In 2013, Kate Remick, MD, FAAP, FACEP, FAEMS, an associate professor in the Departments of Pediatrics and Surgery, Dell Medical School at The University of Texas, in Austin, and her colleagues embarked on a large-scale project evaluating the pediatric readiness of thousands of emergency departments across the country. The analysis revealed that 4,146 respondents, representing 82% of U.S. emergency departments, had a median score of 69 out of 100, up from 55 in 2003 (JAMA Pediatr 2015;169[6]:527-534). Results showed that emergency departments had improved markedly, but that many still lacked essential tools and training, and less than half reported having pediatric quality improvement processes or disaster plans that include children.

“A particularly striking finding was that a large proportion of pediatric emergency department visits are happening in rural and remote areas, not urban centers where most pediatric trauma centers exist,” said Dr. Remick, the EMS director for the pediatric emergency medicine fellowship at Dell Medical School. “Now that we’re aware of the needs and resource limitations, we can put strategies in place to drive improvements.”

But launching a quality improvement effort on this scale takes planning and time. To begin enhancing quality, Drs. Fallat and Remick, and a team of experts developed a pediatric readiness tool kit aligned with national guidelines that provides a checklist of equipment, supplies, medications and protocols that physicians, nurses and departments need at their fingertips during emergencies.

To improve access, Dr. Fallat and her colleagues, through the American Pediatric Surgical Association, are also working on an initiative to expand telehealth options for pediatric patients in rural areas, where the majority of pediatric trauma deaths occur and where surgical and trauma specialty care often is not readily available (Health Aff 2019 Nov 20). Dr. Fallat also recently created a task force to develop pediatric trauma curricula that can be integrated into traditional training.

“Pediatric surgeons, trauma surgeons and pediatric emergency medicine need to lead the charge in establishing training, spreading our knowledge of pediatric trauma care and engaging providers along the continuum of care, including in geographic areas where there are no high-level trauma centers,” Dr. Fallat said.

Dr. Remick agreed: “We need a groundswell, an army of providers willing to stand up and advocate on behalf of children and be pediatric champions on the front lines, and it’s exciting to see a lot of the pieces coming together.”

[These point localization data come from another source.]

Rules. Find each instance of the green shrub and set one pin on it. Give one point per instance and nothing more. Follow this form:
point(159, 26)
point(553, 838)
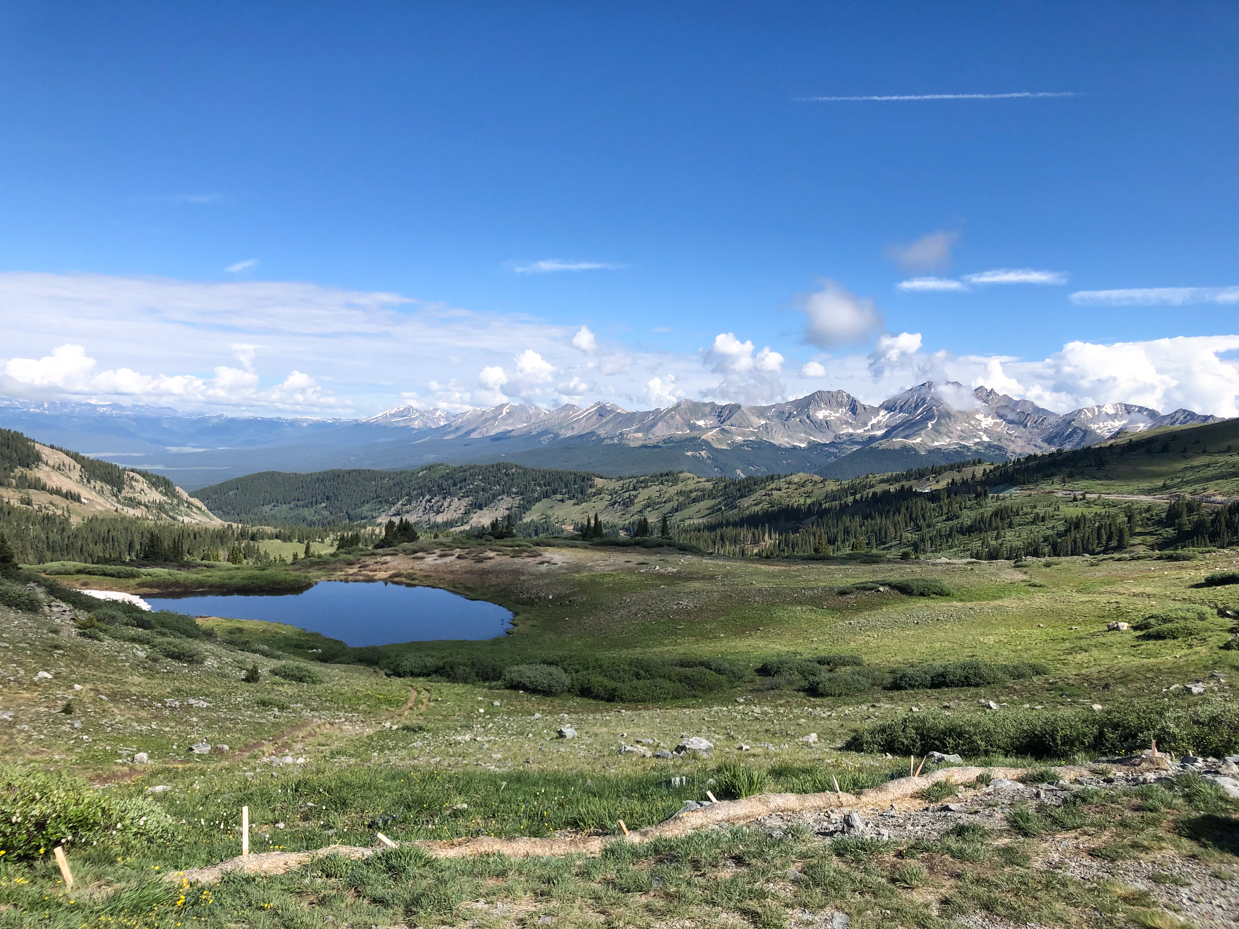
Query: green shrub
point(19, 597)
point(962, 674)
point(39, 810)
point(297, 673)
point(1207, 728)
point(843, 683)
point(921, 587)
point(735, 782)
point(1176, 614)
point(1175, 631)
point(181, 652)
point(538, 679)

That support is growing. According to Dr. Remick, 17 states have established a pediatric facility recognition system, a state initiative that recognizes and encourages emergency departments to prioritize and meet established readiness standards. A 2020 analysis showed that states with such a system in place demonstrated significantly higher pediatric readiness scores (J Pediatr 2020;218:210-216.e2).

“The privilege of my career will be knowing these philosophies are being embraced and that I will be leaving things in good hands when I retire,” Dr. Fallat said.

This article is from the July 2021 print issue.